I was able to reproduce your error with the data OrchardSprays
data(OrchardSprays)
model <- gbm(decrease ~ rowpos+colpos+treatment, data=OrchardSprays, n.trees=1000, distribution="gaussian", interaction.depth=3, bag.fraction=0.5, train.fraction=1.0, shrinkage=0.1, keep.data=TRUE)
firstrow <- OrchardSprays[1,]
str(firstrow)
manualFirstrow <- data.frame(decrease=57,rowpos=1,colpos=1,treatment="D")
str(manualFirstrow)
predict(model,newdata=firstrow,n.trees=100)
predict(model,newdata=manualFirstrow,n.trees=100)

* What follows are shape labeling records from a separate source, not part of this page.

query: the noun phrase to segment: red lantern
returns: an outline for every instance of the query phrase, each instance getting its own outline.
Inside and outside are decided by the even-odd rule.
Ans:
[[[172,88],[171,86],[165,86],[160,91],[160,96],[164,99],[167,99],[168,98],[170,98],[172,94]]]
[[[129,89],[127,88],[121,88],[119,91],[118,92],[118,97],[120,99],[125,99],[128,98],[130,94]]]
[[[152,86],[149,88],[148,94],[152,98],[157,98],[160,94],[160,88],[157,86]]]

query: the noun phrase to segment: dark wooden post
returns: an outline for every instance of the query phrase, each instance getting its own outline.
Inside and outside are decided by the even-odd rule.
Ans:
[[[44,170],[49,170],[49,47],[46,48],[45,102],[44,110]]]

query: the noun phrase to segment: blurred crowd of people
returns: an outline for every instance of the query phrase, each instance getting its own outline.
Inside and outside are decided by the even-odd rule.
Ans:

predict(model,newdata=data.frame(decrease=57,rowpos=1,colpos=1,treatment="A"),n.trees=100)
output:
> predict(model,newdata=firstrow,n.trees=100)
[1] 50.31276
> predict(model,newdata=manualFirstrow,n.trees=100)
[1] 20.67818
> predict(model,newdata=data.frame(decrease=57,rowpos=1,colpos=1,treatment="A"),n.trees=100)
[1] 20.67818
since A has position 1 in the levels of OrchardSprays$treatment. Adding the levels to the data declaration does the trick
manualFirstrow <- data.frame(decrease=57,rowpos=1,colpos=1,treatment=factor("D",levels(OrchardSprays$treatment)))
str(manualFirstrow)
predict(model,newdata=firstrow,n.trees=100)
predict(model,newdata=manualFirstrow,n.trees=100)
output:
> predict(model,newdata=firstrow,n.trees=100)
[1] 50.31276
> predict(model,newdata=manualFirstrow,n.trees=100)
[1] 50.31276
Best Answer
This seems to be peculiar to gbm.fit. Using gbm (and being sure to turn off bagging, and splitting the sample into training and test set) produces correct results.